Leaving a series of distractingly nonlethal explosions in its wake, the Marvel Cinematic Universe returned to theaters after a two year absence with "Black Widow." The long-awaited solo picture finally let viewers know just what in the world Scarlett Johansonn's Agent Romanoff was getting herself up to circa 2016, what the backlash was like after the implementation of the Sokovia Accords, and, most importantly, that she dyes her own hair with stuff from the grocery store. Like, Marvel movies have always played it fast and loose with the laws of physics and nature, but come on. Impeccable coverage with no signs of frizz from box dye that she applied herself? And we're supposed to believe that she doesn't have super powers?

In any case, Black Widow's backstory had a few cracks puttied in, offering viewers a better feel for the guilt and loathing inherent in the MCU's favorite shadowy assassin.
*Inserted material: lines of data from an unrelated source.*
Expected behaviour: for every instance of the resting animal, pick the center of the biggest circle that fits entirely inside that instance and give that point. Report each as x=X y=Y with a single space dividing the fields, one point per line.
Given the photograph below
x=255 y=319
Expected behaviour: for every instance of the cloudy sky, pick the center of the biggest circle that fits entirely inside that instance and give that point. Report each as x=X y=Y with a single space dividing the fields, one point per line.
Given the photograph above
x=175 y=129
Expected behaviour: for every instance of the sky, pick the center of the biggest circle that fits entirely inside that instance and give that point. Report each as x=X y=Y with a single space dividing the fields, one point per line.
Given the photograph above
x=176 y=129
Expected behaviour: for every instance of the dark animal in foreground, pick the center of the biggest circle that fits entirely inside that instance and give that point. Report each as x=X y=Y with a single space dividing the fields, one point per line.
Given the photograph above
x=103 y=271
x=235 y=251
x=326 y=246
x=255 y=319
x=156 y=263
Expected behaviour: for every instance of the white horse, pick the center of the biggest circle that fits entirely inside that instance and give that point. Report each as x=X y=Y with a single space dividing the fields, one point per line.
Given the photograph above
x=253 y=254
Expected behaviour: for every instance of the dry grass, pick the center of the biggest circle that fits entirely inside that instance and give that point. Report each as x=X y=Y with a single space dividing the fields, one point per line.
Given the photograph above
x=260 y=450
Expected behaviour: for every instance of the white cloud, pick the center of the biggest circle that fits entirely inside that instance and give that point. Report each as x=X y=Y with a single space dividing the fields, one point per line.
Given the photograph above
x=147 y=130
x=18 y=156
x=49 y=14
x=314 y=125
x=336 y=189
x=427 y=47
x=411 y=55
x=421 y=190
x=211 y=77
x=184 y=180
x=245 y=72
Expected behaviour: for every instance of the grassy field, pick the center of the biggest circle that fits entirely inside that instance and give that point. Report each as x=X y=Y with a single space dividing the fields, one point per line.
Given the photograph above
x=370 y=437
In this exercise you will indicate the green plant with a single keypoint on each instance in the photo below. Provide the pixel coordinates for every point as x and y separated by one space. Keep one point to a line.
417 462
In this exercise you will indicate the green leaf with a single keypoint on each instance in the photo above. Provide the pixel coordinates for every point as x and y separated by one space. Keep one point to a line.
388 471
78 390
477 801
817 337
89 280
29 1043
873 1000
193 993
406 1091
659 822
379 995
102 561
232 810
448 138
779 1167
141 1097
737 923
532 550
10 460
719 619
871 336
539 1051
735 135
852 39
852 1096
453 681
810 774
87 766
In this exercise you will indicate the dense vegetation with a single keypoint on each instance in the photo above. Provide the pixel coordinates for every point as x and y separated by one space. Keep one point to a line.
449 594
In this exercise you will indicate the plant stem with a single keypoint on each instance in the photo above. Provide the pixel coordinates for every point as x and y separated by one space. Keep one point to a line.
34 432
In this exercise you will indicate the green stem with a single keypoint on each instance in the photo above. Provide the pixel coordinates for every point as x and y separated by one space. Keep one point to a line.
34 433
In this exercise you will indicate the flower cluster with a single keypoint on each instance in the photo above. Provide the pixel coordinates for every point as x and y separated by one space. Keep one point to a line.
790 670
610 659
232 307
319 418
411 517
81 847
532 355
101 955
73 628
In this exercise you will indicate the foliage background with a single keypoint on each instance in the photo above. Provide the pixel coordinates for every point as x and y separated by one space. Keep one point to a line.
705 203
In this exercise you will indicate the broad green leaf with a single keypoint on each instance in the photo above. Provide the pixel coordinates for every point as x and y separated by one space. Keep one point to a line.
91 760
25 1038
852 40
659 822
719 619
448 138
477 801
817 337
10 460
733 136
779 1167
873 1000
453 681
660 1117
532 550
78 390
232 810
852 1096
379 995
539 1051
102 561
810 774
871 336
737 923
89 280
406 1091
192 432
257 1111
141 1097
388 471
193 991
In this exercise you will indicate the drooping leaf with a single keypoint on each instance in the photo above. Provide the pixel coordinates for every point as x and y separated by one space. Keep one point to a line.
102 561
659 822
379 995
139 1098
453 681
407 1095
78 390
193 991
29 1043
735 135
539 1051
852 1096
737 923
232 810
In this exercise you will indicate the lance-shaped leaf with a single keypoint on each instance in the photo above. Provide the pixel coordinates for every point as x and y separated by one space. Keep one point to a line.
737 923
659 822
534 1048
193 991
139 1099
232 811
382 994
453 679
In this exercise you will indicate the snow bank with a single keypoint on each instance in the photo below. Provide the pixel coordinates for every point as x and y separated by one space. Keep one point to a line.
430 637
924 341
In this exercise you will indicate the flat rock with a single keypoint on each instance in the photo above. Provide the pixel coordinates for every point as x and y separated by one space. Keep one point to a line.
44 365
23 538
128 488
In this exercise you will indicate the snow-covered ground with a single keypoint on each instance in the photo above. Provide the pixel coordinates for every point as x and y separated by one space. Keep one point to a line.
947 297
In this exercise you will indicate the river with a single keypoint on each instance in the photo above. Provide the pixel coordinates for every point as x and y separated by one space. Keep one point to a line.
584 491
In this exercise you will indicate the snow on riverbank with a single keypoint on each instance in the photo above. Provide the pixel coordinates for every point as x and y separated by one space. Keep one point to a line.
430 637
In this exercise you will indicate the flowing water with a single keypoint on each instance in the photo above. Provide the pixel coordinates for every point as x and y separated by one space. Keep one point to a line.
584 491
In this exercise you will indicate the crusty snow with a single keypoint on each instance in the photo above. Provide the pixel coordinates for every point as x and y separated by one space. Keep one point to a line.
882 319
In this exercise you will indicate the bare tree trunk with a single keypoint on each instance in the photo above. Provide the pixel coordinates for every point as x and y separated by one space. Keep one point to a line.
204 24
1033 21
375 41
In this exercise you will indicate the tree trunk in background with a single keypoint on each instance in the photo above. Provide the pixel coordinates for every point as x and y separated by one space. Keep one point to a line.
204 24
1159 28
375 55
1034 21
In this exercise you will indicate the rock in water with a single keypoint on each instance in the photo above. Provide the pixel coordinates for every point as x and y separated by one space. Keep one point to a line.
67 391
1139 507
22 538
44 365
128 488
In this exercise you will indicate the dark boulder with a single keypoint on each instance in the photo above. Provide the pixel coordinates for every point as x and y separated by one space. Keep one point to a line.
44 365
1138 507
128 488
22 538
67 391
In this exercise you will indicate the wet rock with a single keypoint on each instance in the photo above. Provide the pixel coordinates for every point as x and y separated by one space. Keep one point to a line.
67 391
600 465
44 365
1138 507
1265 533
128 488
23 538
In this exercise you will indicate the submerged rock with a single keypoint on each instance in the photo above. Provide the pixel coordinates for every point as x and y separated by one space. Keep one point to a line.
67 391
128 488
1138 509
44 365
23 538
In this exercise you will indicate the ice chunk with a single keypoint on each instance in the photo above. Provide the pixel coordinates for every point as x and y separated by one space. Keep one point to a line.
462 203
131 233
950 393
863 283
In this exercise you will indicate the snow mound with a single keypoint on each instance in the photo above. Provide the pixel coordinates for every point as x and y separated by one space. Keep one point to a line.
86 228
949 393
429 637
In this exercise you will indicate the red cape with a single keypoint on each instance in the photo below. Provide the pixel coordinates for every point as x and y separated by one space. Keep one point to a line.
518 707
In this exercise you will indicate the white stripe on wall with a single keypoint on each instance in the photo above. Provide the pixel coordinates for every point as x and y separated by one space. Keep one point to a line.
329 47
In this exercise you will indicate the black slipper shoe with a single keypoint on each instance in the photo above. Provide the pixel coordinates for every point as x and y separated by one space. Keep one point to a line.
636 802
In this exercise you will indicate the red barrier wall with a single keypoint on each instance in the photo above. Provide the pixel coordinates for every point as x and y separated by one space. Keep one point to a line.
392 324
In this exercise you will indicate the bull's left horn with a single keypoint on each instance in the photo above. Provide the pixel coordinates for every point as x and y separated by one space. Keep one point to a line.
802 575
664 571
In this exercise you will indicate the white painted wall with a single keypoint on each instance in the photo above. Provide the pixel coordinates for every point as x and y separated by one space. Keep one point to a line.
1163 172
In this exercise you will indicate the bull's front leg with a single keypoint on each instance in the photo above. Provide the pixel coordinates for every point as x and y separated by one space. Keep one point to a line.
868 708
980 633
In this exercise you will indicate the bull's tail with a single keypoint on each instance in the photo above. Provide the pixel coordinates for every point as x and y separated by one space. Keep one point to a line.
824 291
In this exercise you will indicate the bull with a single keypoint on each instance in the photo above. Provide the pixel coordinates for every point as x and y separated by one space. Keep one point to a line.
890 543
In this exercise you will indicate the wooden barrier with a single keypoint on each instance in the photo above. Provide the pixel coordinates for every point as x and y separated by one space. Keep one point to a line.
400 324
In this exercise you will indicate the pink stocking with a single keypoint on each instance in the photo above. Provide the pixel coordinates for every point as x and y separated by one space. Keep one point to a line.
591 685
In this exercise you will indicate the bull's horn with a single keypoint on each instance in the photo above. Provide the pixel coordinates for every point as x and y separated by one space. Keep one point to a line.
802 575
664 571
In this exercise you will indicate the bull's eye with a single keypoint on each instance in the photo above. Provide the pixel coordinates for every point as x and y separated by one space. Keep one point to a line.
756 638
What's more, her solo flick showed us just what she was doing between "Captain America: Civil War" and "Avengers: Infinity War." Step one: She reunited her unconventional family and helped take down a ring of mind-controlled international saboteurs. Step two: She stood in a field of burning wreckage and waited to be arrested by William Hurt's General Ross and a small army of troops under his command. Step three: Flash forward to two weeks later without any explanation for how Natasha got out of this latest bucket of molasses. If it feels to you like we missed a step, it's only because ... well, because that's a pretty huge leap for the third act of a movie to make.

Black Widow's escape from Ross leaves something to be desired

In the moments that follow "Black Widow's" climactic battle, Natasha's family faces a new threat. The pose-happiest Avenger has summoned the wrath of General "Thunderbolt" Ross, the cardiovascularly-challenged firebrand with a penchant for hunting down unregistered super folk and dropping them in an aquatic prison for safekeeping. Audiences gasped as Ross pulled up to the scene of the film's final conflict, accompanied by a convoy of military personnel, surrounding Romanoff as her family made a daring escape to the promise of freedom and further franchise appearances. How would Black Widow, with nothing but a lifetime of training in the art of jumping around and shooting people to back her up, get out of this dang old pickle?

The answer, it seems, is "who knows?" The story drops off without offering fans a single hint as to how Natasha got away. Not to nitpick, but when it picks back up, she's also accumulated enough wealth to buy a top-of-the-line sci-fi fighter jet, answering the "where did Black Widow and Captain America get their slick new ride in 'Infinity War?'" question, but raising so, so many others.

Who knows how Nat got away from Ross. Maybe she struck a deal on the basis of having just exploded a leftover Soviet infiltration ring. Maybe the majority of his forces were squished by the still-falling debris from the Red Room. Maybe Ross just didn't recognise her in her sick new vest. The point is, the plot of "Black Widow" has some red in its ledger.